A table showing stats for the test vehicle, an image of the measuring instruments set up on the dashboard, and a map of the test route with 16 traffic lights shown.

The test vehicle, measuring instruments, and test route. (Image credit: Waseda University)

Students downloaded the combined driver model from the university’s cloud. Back in the classroom, Harada, TAs, and the MathWorks team answered questions about the 3D digital twin. Then it was the students’ turn: Their assignment was to create a video of the entire driving simulation with the bird’s-eye camera position based on the last three digits in their unique student ID numbers. For example, 123 meant the camera would be 12 meters away at a 3-meter height.

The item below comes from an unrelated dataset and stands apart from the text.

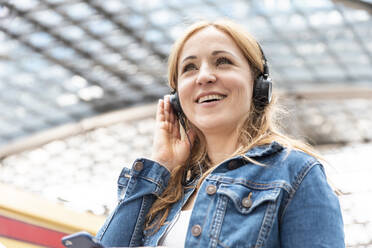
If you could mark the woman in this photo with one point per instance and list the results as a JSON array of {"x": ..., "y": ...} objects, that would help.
[{"x": 230, "y": 180}]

Previously, Kusaka’s students relied on calculated state-of-charge graphs, and some had difficulty connecting the calculations with actual vehicle driving, he says. This time they could visualize the results.

Advancing Efficiency

Through their 3D digital twin simulations, the students learned about powertrain control in relation to the SHEV high-voltage battery’s depth of charge by changing the initial charge amount. After that, they could compare the costs and CO2 emissions from plug-in and series hybrid electric vehicles.

“Unlike real vehicle testing, Model-Based Design can easily test vehicle differences. Students who took the class saw firsthand how fuel consumption can be improved by utilizing plug-in hybrid vehicles,” Kusaka says. “The ability to assign this exercise to a second-year undergraduate class was great.”

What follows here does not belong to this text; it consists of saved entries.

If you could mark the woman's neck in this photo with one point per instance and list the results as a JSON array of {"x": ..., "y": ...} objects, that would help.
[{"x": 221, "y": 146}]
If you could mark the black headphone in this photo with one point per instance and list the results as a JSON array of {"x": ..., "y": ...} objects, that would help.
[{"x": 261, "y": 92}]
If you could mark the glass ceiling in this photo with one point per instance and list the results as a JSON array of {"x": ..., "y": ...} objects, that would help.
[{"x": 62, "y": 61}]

“Unlike real vehicle testing, Model-Based Design can easily test vehicle differences. Students who took the class saw firsthand how fuel consumption can be improved by utilizing plug-in hybrid vehicles.”

Kusaka noticed that students’ data analysis and interpretation skills improved with Simulink and RoadRunner compared to previous years. They identified changing rolling resistance, altering air resistance, and increasing the engine’s thermal efficiency as factors in thermal energy conversion efficiency. Some also suggested advanced ideas for engine control.

“Utilizing Model-Based Design and Simulink, students explored the impact on fuel efficiency if thermal efficiency were increased to 50% or if a plug-in hybrid system were implemented,” Harada says.

The group found that increasing the thermal efficiency of the engine’s operating area to about 50% could reduce fuel consumption to 21.52 megajoules—a 37% reduction from the baseline. Students gained automotive knowledge that they could apply in the real world.

“Engineering graduates who know how to use Model-Based Design for automotive R&D will be prepared to start work right away,” Kusaka says. After graduation, Harada will join Toyota Motor Corporation, where he looks forward to utilizing Model-Based Design and equipment testing to develop cars, drawing directly from his lab experiences.

Recently, the Kusaka Lab began research on improving thermal efficiency and exhaust gas emissions for plug-in hybrid electric vehicles with early engine warmup during cold starts. RDE testing supports a wider temperature range than WLTP testing, so a wintertime startup could have ripple effects. The team also plans to expand the driver model for the lecture series to incorporate the impact of acceleration and deceleration on fuel efficiency. Factors being considered for acceleration and deceleration include pedestrians, other vehicles, and curves.

The researchers envision their industry partners benefitting greatly from Simulink and RoadRunner. “If everything about the car is represented in a common model that the automobile manufacturer and supplier handle, it becomes easier to predict the performance when a part changes,” Kusaka said. “We believe that Model-Based Design and its simulation of vehicle development and RDE tests will contribute significantly to reducing costs for automotive companies.”